Though we did not observe significant relationships between neuron counts and rCBF or OEF, other reports indicate that such a relationship does exist. Using an HI rat model induced by unilateral common carotid artery ligation and subsequent hypoxia, Vannucci et al found reduced CBF in multiple regions of the ipsilateral cerebral hemisphere and that the extent and spatial distribution of CBF reduction correlated with those of ischemic neuronal necrosis observed in a similar rat model.³⁷ Kurth et al showed that piglets with longer HI duration tended to have more severe neuronal damage and also a higher cerebral oxygen saturation measured by NIRS, which indicated a lower OEF in these piglets.³⁸ In human neonates, it has also been demonstrated that neonates with HIE had lower OEF than normal controls,² and neonates with severe HIE had even lower OEF than those with moderate HIE.³ Although the relationships between CBF and/or OEF and neuropathology that we observed were statistically insignificant among a small sample size, our findings may support the rationale for larger studies investigating whether MRI can detect depressed tissue oxygen metabolism with neuronal cell death in neonatal brain.
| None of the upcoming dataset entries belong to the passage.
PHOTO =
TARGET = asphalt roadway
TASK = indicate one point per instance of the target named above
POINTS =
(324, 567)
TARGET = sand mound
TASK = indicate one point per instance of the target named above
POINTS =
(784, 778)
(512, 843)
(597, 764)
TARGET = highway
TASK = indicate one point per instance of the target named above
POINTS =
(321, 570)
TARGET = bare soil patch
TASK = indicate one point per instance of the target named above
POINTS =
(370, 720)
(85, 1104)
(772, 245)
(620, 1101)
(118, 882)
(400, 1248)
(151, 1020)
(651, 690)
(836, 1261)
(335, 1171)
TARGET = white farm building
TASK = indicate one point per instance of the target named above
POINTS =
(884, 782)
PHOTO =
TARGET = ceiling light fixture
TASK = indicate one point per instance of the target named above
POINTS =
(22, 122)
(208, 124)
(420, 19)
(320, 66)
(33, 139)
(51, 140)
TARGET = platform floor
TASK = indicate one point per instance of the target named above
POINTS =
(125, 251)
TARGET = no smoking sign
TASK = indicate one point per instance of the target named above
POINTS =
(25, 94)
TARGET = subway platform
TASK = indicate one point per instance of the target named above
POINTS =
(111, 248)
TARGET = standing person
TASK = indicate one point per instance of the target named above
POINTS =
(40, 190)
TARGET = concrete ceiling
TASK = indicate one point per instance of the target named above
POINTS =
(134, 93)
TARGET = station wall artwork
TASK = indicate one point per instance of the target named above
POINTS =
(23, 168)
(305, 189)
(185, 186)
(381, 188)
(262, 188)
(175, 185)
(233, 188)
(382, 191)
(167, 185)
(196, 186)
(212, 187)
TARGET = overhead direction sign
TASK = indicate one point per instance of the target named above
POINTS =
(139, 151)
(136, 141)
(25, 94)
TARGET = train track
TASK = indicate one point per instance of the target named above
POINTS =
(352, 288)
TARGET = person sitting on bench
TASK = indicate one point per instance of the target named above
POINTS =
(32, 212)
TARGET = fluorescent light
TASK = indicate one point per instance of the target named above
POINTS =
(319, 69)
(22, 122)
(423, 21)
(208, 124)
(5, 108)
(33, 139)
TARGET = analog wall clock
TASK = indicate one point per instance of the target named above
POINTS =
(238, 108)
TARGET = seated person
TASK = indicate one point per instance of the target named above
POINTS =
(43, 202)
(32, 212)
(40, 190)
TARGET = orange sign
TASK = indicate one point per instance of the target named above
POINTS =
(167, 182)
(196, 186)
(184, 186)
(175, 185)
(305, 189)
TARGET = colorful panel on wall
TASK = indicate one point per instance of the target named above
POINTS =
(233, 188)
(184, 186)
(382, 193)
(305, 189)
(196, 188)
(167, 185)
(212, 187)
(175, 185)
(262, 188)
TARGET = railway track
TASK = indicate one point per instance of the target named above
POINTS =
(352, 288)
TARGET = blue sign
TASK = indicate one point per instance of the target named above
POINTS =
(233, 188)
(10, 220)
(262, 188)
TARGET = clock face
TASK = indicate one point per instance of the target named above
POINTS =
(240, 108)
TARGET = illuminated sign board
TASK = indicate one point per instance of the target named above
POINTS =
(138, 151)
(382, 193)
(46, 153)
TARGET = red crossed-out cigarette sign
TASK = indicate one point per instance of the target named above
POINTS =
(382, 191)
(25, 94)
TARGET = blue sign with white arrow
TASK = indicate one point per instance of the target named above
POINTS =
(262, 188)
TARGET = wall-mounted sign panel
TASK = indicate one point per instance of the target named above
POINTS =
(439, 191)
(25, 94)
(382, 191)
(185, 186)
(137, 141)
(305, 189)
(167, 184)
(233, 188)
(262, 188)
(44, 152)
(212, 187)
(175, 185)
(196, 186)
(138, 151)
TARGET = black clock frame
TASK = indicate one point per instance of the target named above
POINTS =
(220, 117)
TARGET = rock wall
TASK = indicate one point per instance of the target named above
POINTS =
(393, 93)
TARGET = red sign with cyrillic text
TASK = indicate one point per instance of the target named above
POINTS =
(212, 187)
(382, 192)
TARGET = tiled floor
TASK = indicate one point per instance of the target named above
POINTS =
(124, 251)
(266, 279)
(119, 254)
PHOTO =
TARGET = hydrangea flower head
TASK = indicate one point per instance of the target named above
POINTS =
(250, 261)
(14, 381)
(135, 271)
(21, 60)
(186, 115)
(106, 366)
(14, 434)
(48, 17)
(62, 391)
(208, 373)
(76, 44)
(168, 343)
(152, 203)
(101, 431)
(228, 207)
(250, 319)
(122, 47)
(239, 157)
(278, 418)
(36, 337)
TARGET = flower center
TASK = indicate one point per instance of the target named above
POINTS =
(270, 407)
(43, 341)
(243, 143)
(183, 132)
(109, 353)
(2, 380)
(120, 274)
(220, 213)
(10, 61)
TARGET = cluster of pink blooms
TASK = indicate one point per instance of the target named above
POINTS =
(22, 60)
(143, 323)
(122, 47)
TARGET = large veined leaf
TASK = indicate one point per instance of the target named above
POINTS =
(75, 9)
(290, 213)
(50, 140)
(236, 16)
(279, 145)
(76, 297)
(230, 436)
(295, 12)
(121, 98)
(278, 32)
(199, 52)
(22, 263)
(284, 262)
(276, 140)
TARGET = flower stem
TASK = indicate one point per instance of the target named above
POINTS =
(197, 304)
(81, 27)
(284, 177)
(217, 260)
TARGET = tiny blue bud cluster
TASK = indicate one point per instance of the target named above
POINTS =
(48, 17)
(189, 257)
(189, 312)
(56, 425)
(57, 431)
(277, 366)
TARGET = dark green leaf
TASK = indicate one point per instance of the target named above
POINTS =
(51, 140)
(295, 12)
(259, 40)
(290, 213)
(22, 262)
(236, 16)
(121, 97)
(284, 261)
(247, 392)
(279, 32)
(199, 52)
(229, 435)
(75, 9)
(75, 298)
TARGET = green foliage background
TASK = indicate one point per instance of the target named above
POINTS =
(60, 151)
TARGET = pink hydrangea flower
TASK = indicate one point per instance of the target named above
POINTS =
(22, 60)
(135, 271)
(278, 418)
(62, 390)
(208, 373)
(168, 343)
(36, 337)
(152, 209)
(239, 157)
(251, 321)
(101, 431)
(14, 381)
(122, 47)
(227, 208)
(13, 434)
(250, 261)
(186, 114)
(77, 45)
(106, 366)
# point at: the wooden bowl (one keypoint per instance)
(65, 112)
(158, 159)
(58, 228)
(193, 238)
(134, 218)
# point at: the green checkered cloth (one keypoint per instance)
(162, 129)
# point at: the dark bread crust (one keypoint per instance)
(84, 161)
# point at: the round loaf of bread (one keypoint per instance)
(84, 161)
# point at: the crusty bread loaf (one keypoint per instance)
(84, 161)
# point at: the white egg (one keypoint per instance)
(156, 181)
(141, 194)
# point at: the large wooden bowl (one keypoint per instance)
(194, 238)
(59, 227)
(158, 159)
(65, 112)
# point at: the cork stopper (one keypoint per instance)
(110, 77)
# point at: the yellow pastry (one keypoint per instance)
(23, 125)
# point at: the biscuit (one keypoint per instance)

Medications that induce general anesthesia are known to alter CBF, OEF, and CMRO₂. Because all piglets in our study received the same anesthetic regimen, we expect similar anesthesia-related effects on these physiologic parameters in all piglets. Additionally, the inhaled oxygen concentration was closely monitored and maintained at 50% for all piglets during their MRIs scans. We did not study differences in cerebral oxygen supply and demand because that was beyond the scope of our study.

Conclusion

We measured hemodynamic parameters (CBF, OEF, and CMRO₂) in neonatal piglet brain using non-contrast MRI techniques. VSASL-based CBF maps revealed well-defined regional CBF patterns that corresponded to known functional domains and matched to brain regions with varying mitochondrial enrichments as seen by direct localization of these organelles. CBF and OEF relationships to neuropathology were inconclusive. Our results suggest that these methods may be useful for monitoring perfusion and oxygenation of brain development and neuropathological conditions in human neonates.